Speaking on Liberty Global’s fourth quarter earnings call, CEO Mike Fries said that while the firm does not comment on mergers and acquisitions “in this instance I can more or less tell you we are probably not looking at Spain.”
Asked specifically about if ONO could fit Liberty’s M&A strategy and its efforts to move into new markets, Fries said: “That market does not fit, for a lot of reasons today, into what we are trying to achieve in the European marketplace and we don’t have the synergies [or], quite frankly, the confidence in that country or that asset that others have.
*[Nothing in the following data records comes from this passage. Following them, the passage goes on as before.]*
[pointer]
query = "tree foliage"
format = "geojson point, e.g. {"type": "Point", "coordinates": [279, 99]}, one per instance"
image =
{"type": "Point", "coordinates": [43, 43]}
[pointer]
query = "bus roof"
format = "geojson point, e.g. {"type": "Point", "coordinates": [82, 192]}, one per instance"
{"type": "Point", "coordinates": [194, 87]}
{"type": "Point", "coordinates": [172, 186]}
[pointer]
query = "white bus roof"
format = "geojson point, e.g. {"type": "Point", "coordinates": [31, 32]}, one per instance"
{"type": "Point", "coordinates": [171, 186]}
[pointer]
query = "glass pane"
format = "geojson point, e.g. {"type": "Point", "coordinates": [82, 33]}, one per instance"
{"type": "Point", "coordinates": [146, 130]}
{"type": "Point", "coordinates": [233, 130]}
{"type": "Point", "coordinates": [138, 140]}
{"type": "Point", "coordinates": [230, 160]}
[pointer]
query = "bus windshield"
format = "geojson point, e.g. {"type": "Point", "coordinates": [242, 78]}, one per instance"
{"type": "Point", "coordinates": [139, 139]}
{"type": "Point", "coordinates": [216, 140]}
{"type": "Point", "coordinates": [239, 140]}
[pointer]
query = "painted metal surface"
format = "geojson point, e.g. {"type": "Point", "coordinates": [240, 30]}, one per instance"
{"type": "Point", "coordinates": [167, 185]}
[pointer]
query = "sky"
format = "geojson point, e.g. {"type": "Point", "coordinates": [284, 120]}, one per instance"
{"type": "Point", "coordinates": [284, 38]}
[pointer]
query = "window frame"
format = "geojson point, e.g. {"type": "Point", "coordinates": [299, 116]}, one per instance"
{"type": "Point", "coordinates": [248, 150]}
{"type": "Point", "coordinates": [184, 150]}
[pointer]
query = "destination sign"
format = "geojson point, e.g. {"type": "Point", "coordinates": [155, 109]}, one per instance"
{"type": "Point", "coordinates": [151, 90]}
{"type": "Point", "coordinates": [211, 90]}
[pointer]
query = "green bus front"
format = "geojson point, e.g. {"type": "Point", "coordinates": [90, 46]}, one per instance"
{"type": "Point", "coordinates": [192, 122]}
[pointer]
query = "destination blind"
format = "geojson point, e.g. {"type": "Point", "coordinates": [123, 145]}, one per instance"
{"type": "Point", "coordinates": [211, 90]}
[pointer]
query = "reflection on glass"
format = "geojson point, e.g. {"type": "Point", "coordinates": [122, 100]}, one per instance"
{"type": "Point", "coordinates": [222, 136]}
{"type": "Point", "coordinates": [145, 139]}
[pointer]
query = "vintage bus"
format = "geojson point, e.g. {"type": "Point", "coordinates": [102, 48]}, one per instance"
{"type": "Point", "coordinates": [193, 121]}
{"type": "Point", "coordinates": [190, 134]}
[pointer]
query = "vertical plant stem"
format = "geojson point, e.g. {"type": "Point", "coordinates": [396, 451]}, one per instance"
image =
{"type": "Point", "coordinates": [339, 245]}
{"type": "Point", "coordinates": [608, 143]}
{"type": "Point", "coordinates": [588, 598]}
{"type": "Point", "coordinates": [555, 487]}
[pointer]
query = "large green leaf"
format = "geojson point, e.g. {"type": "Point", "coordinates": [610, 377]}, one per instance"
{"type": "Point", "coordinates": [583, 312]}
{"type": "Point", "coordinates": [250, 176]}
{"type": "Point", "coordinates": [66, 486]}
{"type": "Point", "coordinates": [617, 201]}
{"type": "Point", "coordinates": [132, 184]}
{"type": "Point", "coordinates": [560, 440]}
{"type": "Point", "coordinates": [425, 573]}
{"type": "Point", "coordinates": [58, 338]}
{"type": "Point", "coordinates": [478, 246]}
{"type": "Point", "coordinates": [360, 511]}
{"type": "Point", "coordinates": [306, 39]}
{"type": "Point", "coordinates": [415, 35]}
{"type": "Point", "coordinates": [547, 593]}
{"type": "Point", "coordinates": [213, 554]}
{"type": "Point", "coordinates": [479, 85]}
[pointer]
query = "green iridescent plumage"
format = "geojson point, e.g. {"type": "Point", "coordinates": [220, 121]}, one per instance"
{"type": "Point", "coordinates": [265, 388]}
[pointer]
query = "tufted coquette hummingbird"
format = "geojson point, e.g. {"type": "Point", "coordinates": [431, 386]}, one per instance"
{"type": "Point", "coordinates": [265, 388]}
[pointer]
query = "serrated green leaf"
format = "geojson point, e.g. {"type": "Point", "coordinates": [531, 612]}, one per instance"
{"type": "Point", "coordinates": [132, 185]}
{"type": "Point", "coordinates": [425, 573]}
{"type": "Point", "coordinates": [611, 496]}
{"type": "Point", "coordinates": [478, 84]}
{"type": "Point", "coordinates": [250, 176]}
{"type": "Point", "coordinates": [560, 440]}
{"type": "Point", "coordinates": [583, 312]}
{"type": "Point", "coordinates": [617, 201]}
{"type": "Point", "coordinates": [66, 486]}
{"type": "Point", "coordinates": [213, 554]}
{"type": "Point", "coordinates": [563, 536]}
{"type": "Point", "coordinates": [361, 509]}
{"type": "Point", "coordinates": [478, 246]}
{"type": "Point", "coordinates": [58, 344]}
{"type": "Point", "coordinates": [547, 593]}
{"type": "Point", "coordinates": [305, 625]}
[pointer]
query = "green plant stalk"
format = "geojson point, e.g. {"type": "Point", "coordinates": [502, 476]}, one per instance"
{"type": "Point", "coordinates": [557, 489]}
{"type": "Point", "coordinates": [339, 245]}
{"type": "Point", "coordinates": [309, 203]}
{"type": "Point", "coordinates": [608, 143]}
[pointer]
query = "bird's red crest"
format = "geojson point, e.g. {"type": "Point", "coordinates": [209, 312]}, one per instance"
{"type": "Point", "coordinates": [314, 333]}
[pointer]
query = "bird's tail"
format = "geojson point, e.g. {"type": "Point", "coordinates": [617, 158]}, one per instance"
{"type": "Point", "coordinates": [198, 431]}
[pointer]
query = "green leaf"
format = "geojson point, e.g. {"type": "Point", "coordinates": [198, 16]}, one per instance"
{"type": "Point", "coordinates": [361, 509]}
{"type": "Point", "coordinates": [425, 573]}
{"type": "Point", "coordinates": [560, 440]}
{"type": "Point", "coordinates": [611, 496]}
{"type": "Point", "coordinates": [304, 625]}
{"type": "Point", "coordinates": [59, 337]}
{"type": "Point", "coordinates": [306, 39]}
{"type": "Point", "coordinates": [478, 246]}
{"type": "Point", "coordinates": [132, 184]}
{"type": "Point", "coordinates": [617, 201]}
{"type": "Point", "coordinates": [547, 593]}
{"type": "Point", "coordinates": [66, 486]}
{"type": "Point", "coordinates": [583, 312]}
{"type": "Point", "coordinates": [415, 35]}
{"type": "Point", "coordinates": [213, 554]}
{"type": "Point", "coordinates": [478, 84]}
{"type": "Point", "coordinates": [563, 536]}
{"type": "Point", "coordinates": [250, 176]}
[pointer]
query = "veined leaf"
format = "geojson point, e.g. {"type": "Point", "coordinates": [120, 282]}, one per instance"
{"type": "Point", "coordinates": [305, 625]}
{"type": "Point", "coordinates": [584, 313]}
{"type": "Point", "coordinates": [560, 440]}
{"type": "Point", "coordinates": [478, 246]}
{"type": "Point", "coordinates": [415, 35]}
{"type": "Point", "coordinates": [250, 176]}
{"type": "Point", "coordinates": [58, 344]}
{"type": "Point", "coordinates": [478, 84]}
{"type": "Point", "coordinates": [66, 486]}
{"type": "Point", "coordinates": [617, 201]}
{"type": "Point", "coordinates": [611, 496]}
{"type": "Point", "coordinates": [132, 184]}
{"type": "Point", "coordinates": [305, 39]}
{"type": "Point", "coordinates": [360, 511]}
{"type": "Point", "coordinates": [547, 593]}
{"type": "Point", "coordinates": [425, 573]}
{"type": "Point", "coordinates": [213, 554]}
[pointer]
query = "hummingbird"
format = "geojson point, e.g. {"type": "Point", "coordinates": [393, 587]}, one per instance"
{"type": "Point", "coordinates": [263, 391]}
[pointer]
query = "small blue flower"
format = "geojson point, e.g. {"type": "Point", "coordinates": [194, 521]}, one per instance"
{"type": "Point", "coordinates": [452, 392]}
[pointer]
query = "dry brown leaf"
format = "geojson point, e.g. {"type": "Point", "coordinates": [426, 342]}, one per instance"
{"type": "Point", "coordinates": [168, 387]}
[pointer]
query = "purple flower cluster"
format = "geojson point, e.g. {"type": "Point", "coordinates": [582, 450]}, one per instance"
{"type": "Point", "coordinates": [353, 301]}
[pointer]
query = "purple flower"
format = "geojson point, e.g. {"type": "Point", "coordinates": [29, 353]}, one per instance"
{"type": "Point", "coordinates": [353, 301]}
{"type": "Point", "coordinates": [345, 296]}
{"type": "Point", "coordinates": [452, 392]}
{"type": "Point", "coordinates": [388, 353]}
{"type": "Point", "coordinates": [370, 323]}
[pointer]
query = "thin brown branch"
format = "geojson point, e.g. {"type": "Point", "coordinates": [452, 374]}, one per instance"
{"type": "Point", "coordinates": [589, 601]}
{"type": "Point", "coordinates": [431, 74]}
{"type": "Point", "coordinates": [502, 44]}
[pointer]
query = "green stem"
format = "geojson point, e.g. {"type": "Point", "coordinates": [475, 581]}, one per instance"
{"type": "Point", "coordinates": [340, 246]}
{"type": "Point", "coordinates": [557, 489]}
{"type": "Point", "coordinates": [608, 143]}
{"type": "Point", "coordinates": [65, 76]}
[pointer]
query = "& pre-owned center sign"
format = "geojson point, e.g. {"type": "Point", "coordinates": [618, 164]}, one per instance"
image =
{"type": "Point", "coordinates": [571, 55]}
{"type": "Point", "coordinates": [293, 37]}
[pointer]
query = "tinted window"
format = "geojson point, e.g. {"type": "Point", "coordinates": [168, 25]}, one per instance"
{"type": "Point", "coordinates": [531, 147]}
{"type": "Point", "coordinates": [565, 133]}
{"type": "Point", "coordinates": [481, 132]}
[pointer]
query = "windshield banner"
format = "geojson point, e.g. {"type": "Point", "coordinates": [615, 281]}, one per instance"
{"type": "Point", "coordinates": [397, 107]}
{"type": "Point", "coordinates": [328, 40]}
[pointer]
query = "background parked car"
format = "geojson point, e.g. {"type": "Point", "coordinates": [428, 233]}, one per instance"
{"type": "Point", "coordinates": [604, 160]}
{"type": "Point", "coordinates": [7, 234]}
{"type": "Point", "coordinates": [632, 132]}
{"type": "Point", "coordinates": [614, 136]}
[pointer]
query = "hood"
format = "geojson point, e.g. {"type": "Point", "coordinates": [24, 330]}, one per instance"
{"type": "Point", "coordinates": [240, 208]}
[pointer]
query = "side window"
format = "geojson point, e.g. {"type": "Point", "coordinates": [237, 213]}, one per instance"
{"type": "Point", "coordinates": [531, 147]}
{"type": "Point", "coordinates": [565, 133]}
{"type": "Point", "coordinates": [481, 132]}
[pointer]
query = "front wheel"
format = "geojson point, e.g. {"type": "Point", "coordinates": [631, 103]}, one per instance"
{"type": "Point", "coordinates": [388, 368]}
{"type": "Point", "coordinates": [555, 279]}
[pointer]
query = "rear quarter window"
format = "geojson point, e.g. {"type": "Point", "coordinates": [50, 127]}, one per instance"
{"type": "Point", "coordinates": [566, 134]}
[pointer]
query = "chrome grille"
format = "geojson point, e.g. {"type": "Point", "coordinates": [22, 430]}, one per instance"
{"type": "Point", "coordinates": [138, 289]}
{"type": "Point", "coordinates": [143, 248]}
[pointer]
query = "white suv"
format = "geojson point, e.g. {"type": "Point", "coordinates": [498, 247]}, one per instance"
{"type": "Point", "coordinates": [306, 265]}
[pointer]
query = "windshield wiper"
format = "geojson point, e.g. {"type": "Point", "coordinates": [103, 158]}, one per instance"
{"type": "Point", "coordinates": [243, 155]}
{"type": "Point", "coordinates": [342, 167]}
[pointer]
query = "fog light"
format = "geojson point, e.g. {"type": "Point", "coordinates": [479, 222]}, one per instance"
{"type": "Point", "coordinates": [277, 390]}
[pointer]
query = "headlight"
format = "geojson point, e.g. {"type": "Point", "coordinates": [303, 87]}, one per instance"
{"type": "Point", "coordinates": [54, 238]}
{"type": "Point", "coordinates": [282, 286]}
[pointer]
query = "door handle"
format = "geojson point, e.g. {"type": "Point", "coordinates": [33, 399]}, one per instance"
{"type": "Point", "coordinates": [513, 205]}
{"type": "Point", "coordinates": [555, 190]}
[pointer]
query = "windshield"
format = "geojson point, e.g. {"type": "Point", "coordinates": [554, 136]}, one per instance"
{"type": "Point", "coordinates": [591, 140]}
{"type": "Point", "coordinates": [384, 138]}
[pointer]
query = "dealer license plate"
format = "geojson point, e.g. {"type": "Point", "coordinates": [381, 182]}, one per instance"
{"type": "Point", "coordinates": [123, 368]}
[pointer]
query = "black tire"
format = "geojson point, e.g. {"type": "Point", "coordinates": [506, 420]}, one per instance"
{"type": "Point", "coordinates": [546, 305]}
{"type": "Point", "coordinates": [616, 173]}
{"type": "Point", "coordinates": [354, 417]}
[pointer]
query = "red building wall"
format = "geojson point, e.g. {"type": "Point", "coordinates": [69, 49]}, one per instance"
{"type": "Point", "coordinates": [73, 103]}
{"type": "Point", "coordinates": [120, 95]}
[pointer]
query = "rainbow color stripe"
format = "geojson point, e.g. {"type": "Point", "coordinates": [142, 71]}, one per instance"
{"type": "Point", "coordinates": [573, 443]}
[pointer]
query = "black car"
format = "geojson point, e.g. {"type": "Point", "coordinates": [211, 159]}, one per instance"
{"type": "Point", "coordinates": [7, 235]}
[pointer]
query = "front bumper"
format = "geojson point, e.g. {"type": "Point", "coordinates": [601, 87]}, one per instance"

So I don’t see us participating there.”
He added: “We are focused, as I think I have said for over a decade now on our core markets first and trying to build scale in the countries that are most important to us.”
The news comes less than a week after ONO’s board of directors backed plans to take the company public, claiming that no proposals related to an acquisition of the firm were presented or discussed during a meeting at the company’s headquarters in Madrid.
Earlier this month, mobile telecom giant Vodafone was reported to have tabled a €6.9 billion bid for ONO, while at the end of January, Liberty was also reported to be in the running for the Spanish operator.
Spain is one of the few European markets where Liberty Global is not present, while the firm has been on an acquisition spree to shore up its presence elsewhere on the continent.
Liberty agreed to buy Ziggo last month in a deal that values the Dutch cable operator at roughly €10 billion, and in 2013 bought the UK’s Virgin Media for some €17.2 billion.
Speaking on the earnings call, Fries said that along with those two deals, Liberty’s sale of Chellomedia will allow it reposition its content investments, and added: “We are exploring a spin-off of our rapidly-growing Latin American business to further simplify our European platform and create an opportunity for shareholders to participate in the consolidation of those emerging markets.”